For the reasons set forth above, I respectfully dissent from the majority opinion of this Court.

. Rule 404(a) of the Rhode Island Rules of Evidence stands for the general proposition that "[ejvidence of a person’s character or a trait of the person’s character is not admissible for the purpose of proving that he or she acted in conformity therewith on a particular occasion * * Rule 404(b) sets forth:

"Evidence of other crimes, wrongs, or acts is not admissible to prove the character of a person in order to show that the person *160acted in conformity therewith. It may, however, be admissible for other purposes, such as proof of motive, opportunity, intent, preparation, plan, knowledge, identity, absence of mistake or accident, or to prove that defendant feared imminent bodily harm and that the fear was reasonable.”

Rule 403 of the Rhode Island Rules of Evidence states in full:

"Although relevant, evidence may be excluded if its probative value is substantially outweighed by the danger of unfair prejudice, confusion of the issues, or misleading the jury, or by considerations of undue delay, waste of time, or needless presentation of cumulative evidence.”

. The majority's opinion equates the term "state of mind,” with "consciousness of guilt,” to justify the admissibility of defendant's alleged resistance to arrest. To support this, the majority cites cases, whose facts I believe are far removed from this case: State v. Williams, 190 N.J. 114, 919 A.2d 90, 92-93 (2007) (after a homicide, the defendant attempted to make the scene appear to be a suicide and instructed witnesses to lie to police); and People v. Sustak, 15 Ill.2d 115, 153 N.E.2d 849, 854 (1958) (the defendant fled police and entered a tavern where he drew a weapon and wounded a responding officer). Both of these cases involved intricate post-crime conduct that was deemed admissible under the guise of “consciousness of guilt.” While I need not agree or disagree with those holdings, it is my opinion their applicability to this case is marginal. Further, I agree with Justice Robinson's separate opinion that this issue was not part of the trial record.

. Mens rea, Latin for "guilty mind,” is "[t]he state of mind that the prosecution, to secure a conviction, must prove that a defendant had when committing a crime * * Black’s Law Dictionary 1134 (10th ed. 2014).

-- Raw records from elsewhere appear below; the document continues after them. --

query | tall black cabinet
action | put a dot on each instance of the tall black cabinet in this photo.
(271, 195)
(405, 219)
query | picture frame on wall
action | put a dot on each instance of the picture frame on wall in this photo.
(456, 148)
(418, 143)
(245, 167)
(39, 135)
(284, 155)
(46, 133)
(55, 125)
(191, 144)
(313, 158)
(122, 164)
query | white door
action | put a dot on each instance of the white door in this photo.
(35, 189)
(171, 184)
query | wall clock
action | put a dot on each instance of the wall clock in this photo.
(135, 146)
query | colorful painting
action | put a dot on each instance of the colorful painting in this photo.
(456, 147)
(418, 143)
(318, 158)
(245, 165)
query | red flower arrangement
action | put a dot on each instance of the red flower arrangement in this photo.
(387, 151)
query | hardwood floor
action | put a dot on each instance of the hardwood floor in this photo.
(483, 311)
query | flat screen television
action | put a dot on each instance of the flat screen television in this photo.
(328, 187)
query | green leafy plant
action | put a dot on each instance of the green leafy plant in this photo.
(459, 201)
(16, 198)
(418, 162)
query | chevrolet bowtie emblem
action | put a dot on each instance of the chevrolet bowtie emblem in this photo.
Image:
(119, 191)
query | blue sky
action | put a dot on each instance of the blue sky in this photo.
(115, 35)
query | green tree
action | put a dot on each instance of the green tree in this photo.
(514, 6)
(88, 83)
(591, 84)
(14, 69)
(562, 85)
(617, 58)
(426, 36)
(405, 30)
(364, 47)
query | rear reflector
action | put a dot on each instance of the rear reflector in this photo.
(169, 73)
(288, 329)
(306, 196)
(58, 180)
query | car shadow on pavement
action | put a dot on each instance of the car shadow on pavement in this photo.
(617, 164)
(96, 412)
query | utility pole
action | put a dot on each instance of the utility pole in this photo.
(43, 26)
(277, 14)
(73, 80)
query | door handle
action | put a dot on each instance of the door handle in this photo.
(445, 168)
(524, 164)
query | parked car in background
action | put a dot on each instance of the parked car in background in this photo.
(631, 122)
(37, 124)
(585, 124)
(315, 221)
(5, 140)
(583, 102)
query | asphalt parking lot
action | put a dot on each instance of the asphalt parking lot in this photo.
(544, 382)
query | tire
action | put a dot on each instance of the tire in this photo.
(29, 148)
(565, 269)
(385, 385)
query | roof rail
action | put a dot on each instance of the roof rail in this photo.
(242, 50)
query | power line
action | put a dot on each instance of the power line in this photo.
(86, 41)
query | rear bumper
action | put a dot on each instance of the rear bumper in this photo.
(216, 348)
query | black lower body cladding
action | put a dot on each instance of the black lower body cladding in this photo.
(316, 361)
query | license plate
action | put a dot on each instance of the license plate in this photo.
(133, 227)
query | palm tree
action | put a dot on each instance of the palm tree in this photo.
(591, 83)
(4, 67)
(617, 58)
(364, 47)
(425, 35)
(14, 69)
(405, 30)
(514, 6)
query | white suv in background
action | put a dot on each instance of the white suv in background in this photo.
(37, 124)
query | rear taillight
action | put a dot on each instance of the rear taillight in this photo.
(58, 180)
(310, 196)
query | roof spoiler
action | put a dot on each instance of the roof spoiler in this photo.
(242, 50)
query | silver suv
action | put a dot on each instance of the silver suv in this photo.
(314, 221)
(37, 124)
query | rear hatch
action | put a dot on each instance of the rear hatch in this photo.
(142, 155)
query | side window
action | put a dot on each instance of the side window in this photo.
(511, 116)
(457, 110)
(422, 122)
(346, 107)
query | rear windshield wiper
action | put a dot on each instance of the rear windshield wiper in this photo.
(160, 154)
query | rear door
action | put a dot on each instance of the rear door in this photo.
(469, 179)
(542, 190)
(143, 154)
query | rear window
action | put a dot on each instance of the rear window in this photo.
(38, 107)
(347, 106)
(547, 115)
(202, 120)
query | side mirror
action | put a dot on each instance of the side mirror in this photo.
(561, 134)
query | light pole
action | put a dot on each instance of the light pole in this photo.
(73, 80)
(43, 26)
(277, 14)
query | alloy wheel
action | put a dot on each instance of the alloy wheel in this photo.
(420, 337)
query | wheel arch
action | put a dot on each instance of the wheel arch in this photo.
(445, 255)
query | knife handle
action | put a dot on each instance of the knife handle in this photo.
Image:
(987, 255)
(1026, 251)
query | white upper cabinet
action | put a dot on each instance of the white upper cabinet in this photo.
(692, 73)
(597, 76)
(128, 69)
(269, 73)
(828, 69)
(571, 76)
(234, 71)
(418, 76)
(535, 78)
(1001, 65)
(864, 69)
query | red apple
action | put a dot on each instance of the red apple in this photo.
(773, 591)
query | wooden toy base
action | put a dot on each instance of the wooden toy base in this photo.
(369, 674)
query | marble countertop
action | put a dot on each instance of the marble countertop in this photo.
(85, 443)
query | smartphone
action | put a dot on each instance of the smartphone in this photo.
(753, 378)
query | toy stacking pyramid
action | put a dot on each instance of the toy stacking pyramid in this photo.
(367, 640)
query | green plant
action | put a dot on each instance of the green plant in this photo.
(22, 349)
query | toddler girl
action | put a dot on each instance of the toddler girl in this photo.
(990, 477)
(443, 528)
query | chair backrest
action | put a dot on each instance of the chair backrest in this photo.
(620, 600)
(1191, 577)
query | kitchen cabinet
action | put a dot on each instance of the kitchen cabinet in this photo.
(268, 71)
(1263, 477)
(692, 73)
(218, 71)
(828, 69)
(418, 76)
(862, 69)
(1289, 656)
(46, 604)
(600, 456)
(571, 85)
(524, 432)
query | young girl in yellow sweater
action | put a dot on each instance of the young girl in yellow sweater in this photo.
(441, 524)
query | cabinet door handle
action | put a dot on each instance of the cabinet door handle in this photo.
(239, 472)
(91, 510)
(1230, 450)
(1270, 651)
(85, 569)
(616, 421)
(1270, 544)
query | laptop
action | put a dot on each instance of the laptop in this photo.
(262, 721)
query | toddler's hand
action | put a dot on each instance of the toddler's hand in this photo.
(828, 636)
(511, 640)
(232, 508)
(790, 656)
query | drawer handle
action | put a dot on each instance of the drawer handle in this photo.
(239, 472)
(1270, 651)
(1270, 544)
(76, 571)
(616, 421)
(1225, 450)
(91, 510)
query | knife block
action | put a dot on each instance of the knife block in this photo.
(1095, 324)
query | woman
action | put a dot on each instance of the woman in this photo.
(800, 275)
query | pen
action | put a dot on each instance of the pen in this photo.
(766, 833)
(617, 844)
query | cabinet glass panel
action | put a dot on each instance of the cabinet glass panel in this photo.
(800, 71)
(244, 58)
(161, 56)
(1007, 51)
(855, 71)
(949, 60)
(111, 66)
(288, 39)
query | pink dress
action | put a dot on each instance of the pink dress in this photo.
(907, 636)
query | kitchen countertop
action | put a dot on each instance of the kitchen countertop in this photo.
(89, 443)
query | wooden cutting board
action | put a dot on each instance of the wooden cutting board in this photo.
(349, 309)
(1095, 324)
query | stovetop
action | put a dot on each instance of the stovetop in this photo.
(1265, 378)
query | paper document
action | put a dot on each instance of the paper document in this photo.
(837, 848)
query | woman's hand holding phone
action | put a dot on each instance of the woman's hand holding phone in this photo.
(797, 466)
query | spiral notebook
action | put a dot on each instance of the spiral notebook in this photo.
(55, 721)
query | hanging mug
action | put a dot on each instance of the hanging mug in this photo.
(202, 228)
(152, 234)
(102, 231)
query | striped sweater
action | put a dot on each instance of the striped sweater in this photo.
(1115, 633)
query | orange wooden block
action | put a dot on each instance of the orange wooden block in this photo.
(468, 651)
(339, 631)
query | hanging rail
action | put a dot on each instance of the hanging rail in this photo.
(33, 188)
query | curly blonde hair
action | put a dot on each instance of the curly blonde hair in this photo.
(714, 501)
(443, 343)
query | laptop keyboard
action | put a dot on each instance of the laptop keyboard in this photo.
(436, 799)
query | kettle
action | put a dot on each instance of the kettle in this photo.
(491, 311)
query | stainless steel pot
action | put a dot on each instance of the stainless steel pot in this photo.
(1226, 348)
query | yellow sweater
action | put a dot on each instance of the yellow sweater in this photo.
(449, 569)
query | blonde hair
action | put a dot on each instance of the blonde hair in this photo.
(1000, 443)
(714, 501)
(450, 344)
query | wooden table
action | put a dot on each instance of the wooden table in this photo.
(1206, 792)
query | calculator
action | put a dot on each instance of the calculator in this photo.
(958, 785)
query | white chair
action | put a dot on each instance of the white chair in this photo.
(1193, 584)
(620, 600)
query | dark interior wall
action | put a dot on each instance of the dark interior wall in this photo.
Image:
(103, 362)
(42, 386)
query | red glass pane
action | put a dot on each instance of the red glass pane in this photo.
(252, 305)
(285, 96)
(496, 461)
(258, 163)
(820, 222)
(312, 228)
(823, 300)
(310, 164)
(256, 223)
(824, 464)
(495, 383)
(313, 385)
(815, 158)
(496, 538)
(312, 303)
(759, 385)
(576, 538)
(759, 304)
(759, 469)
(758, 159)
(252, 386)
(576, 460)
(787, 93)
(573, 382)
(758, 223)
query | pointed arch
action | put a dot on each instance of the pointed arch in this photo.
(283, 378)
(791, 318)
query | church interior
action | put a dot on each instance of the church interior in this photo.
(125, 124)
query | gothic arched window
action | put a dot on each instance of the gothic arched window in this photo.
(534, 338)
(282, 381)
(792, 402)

. The trial justice went on to reply, "[i]f that’s the case, maybe that’s an explanation that can be offered by the defense.” Defense counsel then correctly stated that "the defense shouldn't have to. [offer an explanation]”; however, once the evidence was admitted he felt obligated to address it. In closing argument defense counsel said, ”[a]n innocent person may very well resist arrest when they are falsely accused of a crime.”

.The majority cites United States v. Wright, 392 F.3d 1269, 1276 (11th Cir.2004), but I do not believe that case supports its opinion. The defendant's resistance to arrest is not a key piece of evidence that "gives the jury the body of the story,” it is instead the opposite; as Wright advises, it is "just the ending.” Id. (holding admission of contested evidence appropriate because it was not simply the end of the story but "inextricably intertwined”).

. I disagree with the majority’s characterization that defendant did not properly develop his Rule 403 argument. From the record, it is clear that Rule 403 was raised and argued before the trial justice. Even though defendant's written argument on Rule 403 before this Court was sparse, it was raised in his Rule 12A statement. See Article I, Rule 12A of the Supreme Court Rules of Appellate Procedure. Because the analysis of Rule 404(b) evidence is always bifurcated with Rule 403 considerations, I believe that it was sufficiently raised to this Court.